Television is a medium driven by writers, but James Strong deserves some credit for his direction here. The Doctor and Donna's near misses are all nicely choreographed as is their eventual, silent meeting on the opposite sides of two glass windows. This episode also put some of my fears about Tate to rest. She broadly plays some of her comic moments but she becomes a pretty deft foil for Tennant and when she talked to her grandfather about yearning to see the stars, I believed her. She seems like the right companion for our Doctor at the moment, too. After realizing how much damage he'd done to poor Martha, it's easy to see why he'd want a sidekick with no strings attached: no romantic expectations and no real life to wreck (unless hanging around to be abused by her aunt counts as a life.) I can see this working.
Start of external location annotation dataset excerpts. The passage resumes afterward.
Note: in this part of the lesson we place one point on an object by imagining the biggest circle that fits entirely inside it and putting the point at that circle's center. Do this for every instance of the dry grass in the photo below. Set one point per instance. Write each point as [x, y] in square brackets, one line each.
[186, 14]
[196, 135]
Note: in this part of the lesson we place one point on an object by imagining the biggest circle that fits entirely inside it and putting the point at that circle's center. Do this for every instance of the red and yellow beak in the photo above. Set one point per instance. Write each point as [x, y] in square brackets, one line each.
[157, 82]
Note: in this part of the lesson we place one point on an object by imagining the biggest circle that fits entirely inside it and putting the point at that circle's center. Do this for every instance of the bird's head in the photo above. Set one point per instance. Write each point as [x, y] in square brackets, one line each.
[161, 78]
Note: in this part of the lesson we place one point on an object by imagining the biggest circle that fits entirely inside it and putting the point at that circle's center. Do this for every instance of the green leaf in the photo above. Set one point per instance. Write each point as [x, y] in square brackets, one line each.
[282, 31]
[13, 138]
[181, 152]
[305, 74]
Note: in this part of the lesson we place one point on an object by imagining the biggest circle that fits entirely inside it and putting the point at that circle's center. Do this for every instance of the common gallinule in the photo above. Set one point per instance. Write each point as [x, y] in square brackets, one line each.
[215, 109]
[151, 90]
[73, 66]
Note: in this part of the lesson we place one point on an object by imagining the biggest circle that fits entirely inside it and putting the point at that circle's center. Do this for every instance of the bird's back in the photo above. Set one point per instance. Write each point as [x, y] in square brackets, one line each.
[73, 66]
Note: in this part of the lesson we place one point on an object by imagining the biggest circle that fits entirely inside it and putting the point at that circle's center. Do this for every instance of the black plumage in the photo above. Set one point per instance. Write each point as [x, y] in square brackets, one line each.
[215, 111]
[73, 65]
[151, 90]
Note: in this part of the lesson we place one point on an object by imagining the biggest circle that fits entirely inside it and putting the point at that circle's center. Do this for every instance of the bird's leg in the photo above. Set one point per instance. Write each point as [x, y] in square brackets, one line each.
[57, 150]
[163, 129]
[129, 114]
We also catch The Doctor in a rare introspective moment. Alone on the TARDIS, he has no one to talk to but, after 900+ years, he's started to question whether his habit of taking on companions is really fair to his tagalongs. It looks like he has a lot of thinking to do this year.
As for this episode, the basic plot's simple and fairly light with some nice villainy from Sarah Lancashire, an actress who first became famous on the long-running soap Coronation Street. (Yes, I had to look that up.) Her arrival would seem to be the first of several to tie into various bits of oddness happening around the world, including the disappearance of bees. I've got a theory about that, too, the bees might be disappearing because…. OMG! Did you see Rose? That was totally her at the end! What does her reappearance mean?
Looks like we'll have to stop by Pompeii before we find out.